Monitoring Restarts#

There is an ndbinfo table called restart_info that records how long each of the 20 phases of a restart take. This can be used for debugging restarts and for understanding how to improve restart times.

Let’s say we have just started a new cluster with one node group and a replication factor of two. We therefore have two data nodes.

After the initial cluster start, the table is empty:

mysql> USE ndbinfo;
mysql> SELECT * FROM restart_info;
Empty set (0.01 sec)

Now we stop one data node and check the table again after a few seconds:

mysql> SELECT * FROM restart_info \G
*************************** 1. row ***************************
                                     node_id: 2
                         node_restart_status: Node failure handling complete
                     node_restart_status_int: 3
               secs_to_complete_node_failure: 0
                    secs_to_allocate_node_id: 0
       secs_to_include_in_heartbeat_protocol: 0
          secs_until_wait_for_ndbcntr_master: 0
                secs_wait_for_ndbcntr_master: 0
                 secs_to_get_start_permitted: 0
     secs_to_wait_for_lcp_for_copy_meta_data: 0
                      secs_to_copy_meta_data: 0
                        secs_to_include_node: 0
secs_starting_node_to_request_local_recovery: 0
                     secs_for_local_recovery: 0
                      secs_restore_fragments: 0
                         secs_undo_disk_data: 0
                          secs_exec_redo_log: 0
                          secs_index_rebuild: 0
           secs_to_synchronize_starting_node: 0
                   secs_wait_lcp_for_restart: 0
             secs_wait_subscription_handover: 0
                          total_restart_secs: 0
1 row in set (0.01 sec)

As one can see, one of the first phases of the restart is complete: we have completed Node failure handling.

Now, we restart the data node again and check the table after a few seconds:

mysql> SELECT * FROM restart_info \G
*************************** 1. row ***************************
                                        node_id: 2
                            node_restart_status: Wait LCP to ensure durability
                        node_restart_status_int: 17
                secs_to_complete_node_failure: 0
                    secs_to_allocate_node_id: 57
        secs_to_include_in_heartbeat_protocol: 2
            secs_until_wait_for_ndbcntr_master: 0
                secs_wait_for_ndbcntr_master: 0
                    secs_to_get_start_permitted: 0
        secs_to_wait_for_lcp_for_copy_meta_data: 0
                        secs_to_copy_meta_data: 0
                        secs_to_include_node: 3
secs_starting_node_to_request_local_recovery: 0
                        secs_for_local_recovery: 0
                        secs_restore_fragments: 0
                            secs_undo_disk_data: 0
                            secs_exec_redo_log: 0
                            secs_index_rebuild: 0
            secs_to_synchronize_starting_node: 0
                    secs_wait_lcp_for_restart: 0
                secs_wait_subscription_handover: 0
                            total_restart_secs: 0
1 row in set (0.00 sec)

Running the distributed local checkpoint is one of the last phases as shown previously, and is required to be able to recover the latest data from the new node.

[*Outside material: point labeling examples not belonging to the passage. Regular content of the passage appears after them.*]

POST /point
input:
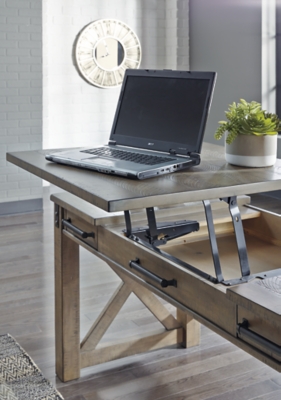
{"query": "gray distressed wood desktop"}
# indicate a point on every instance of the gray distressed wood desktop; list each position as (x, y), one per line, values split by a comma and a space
(93, 202)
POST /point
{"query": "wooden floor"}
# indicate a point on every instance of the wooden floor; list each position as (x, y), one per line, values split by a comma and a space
(214, 370)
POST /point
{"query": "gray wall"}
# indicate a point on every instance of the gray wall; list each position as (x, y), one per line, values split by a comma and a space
(225, 36)
(20, 101)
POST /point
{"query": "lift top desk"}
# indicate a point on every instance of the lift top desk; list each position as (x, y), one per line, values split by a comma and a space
(179, 236)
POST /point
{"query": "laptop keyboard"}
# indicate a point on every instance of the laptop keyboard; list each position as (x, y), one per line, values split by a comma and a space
(128, 156)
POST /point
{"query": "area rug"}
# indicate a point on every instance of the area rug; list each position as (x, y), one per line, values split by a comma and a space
(20, 378)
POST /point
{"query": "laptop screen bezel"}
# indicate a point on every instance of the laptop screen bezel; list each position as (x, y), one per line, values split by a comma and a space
(157, 145)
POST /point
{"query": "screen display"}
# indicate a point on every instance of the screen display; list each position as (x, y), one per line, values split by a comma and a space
(165, 109)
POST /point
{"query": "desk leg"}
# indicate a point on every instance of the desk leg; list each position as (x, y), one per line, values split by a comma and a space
(67, 307)
(191, 328)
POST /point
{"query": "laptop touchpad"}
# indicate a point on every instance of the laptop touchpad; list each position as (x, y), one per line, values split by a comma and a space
(100, 161)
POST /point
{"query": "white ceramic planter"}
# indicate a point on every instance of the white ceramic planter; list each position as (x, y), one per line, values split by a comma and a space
(252, 151)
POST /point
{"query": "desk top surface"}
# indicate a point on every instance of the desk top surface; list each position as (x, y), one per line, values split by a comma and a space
(212, 179)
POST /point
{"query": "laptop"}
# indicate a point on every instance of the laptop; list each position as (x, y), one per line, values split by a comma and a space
(158, 126)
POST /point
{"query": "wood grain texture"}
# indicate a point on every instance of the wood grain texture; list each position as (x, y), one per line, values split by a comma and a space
(213, 368)
(212, 179)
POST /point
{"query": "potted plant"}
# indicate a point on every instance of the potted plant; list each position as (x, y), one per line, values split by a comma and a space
(250, 134)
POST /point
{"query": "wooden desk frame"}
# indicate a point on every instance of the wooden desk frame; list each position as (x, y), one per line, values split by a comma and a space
(71, 355)
(220, 308)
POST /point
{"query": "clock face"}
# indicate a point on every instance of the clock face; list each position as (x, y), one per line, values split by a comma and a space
(104, 50)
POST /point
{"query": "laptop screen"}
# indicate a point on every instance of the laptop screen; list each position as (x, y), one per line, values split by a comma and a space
(163, 112)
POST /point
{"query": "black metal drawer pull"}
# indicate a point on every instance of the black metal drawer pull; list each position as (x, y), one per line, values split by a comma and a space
(269, 347)
(67, 223)
(135, 264)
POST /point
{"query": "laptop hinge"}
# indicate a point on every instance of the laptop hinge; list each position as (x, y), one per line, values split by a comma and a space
(195, 157)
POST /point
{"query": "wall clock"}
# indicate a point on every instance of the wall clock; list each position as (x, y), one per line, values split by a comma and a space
(104, 50)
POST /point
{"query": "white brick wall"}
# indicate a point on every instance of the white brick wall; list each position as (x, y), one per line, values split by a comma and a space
(20, 94)
(75, 112)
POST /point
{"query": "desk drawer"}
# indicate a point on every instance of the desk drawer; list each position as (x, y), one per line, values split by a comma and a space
(259, 313)
(221, 308)
(190, 290)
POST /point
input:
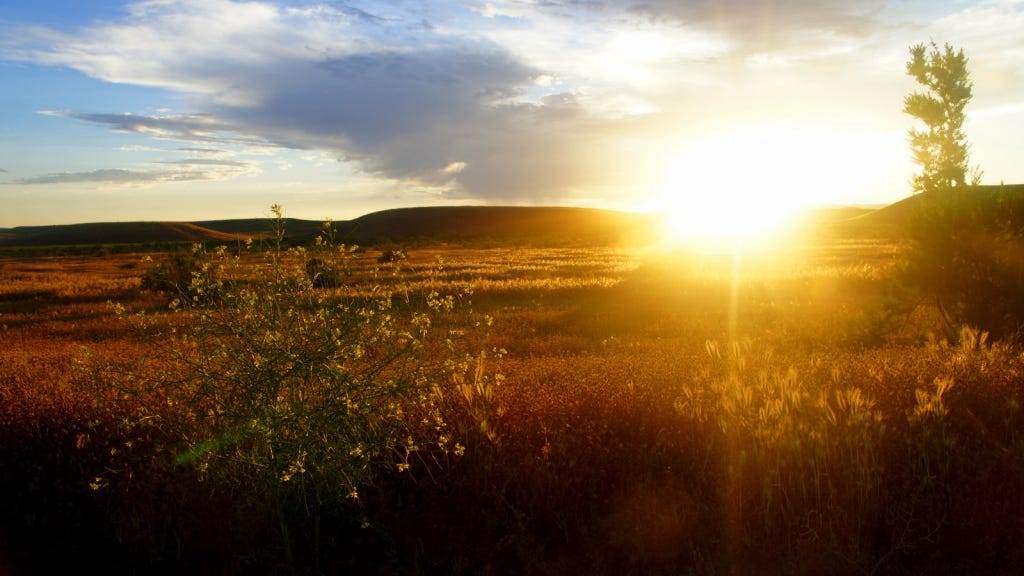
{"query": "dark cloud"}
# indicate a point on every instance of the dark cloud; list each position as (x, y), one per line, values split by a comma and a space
(207, 162)
(440, 117)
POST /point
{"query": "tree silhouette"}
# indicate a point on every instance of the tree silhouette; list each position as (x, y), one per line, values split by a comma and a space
(966, 249)
(941, 150)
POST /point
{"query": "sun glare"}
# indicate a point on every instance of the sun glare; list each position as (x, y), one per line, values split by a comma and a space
(745, 186)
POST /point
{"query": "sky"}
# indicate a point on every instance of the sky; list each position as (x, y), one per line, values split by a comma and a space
(196, 110)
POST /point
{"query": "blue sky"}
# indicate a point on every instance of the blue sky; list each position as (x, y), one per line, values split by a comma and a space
(193, 110)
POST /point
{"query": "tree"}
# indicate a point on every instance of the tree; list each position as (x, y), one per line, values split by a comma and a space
(966, 248)
(941, 150)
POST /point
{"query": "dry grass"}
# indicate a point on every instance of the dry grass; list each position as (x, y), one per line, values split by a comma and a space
(656, 413)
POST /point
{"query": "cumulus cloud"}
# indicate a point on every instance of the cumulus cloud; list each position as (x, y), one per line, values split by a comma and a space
(504, 99)
(197, 128)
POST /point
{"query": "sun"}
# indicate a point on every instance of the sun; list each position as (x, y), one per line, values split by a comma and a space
(747, 186)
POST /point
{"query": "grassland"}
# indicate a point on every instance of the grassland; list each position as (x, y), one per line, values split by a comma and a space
(633, 411)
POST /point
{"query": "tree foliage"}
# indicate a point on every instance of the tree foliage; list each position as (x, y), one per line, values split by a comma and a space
(941, 148)
(966, 245)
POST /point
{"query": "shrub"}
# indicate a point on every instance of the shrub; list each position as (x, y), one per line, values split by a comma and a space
(323, 274)
(392, 255)
(186, 275)
(295, 398)
(966, 254)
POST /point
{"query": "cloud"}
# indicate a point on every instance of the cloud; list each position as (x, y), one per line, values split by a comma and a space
(505, 99)
(183, 170)
(196, 128)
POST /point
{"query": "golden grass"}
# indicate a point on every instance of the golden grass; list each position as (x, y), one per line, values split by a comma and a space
(656, 413)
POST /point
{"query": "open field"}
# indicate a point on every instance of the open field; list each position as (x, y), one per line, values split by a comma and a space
(623, 411)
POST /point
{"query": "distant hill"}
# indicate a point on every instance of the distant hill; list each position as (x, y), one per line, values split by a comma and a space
(544, 225)
(110, 233)
(893, 218)
(529, 224)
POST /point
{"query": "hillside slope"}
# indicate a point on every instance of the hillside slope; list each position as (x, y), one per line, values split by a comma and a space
(522, 224)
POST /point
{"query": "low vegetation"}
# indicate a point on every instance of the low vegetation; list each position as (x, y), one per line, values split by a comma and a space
(501, 410)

To make sure that the restart has completed, we check one last time and see this confirmed:

mysql> SELECT * FROM restart_info \G
*************************** 1. row ***************************
                                        node_id: 2
                            node_restart_status: Restart completed
                        node_restart_status_int: 19
                secs_to_complete_node_failure: 0
                    secs_to_allocate_node_id: 57
        secs_to_include_in_heartbeat_protocol: 2
            secs_until_wait_for_ndbcntr_master: 0
                secs_wait_for_ndbcntr_master: 0
                    secs_to_get_start_permitted: 0
        secs_to_wait_for_lcp_for_copy_meta_data: 0
                        secs_to_copy_meta_data: 0
                        secs_to_include_node: 3
secs_starting_node_to_request_local_recovery: 0
                        secs_for_local_recovery: 0
                        secs_restore_fragments: 0
                            secs_undo_disk_data: 0
                            secs_exec_redo_log: 0
                            secs_index_rebuild: 0
            secs_to_synchronize_starting_node: 0
                    secs_wait_lcp_for_restart: 4
                secs_wait_subscription_handover: 8
                            total_restart_secs: 77
1 row in set (0.01 sec)

When reading the secs columns, keep in mind that we did not load the database with any data, so the restart was particularly fast.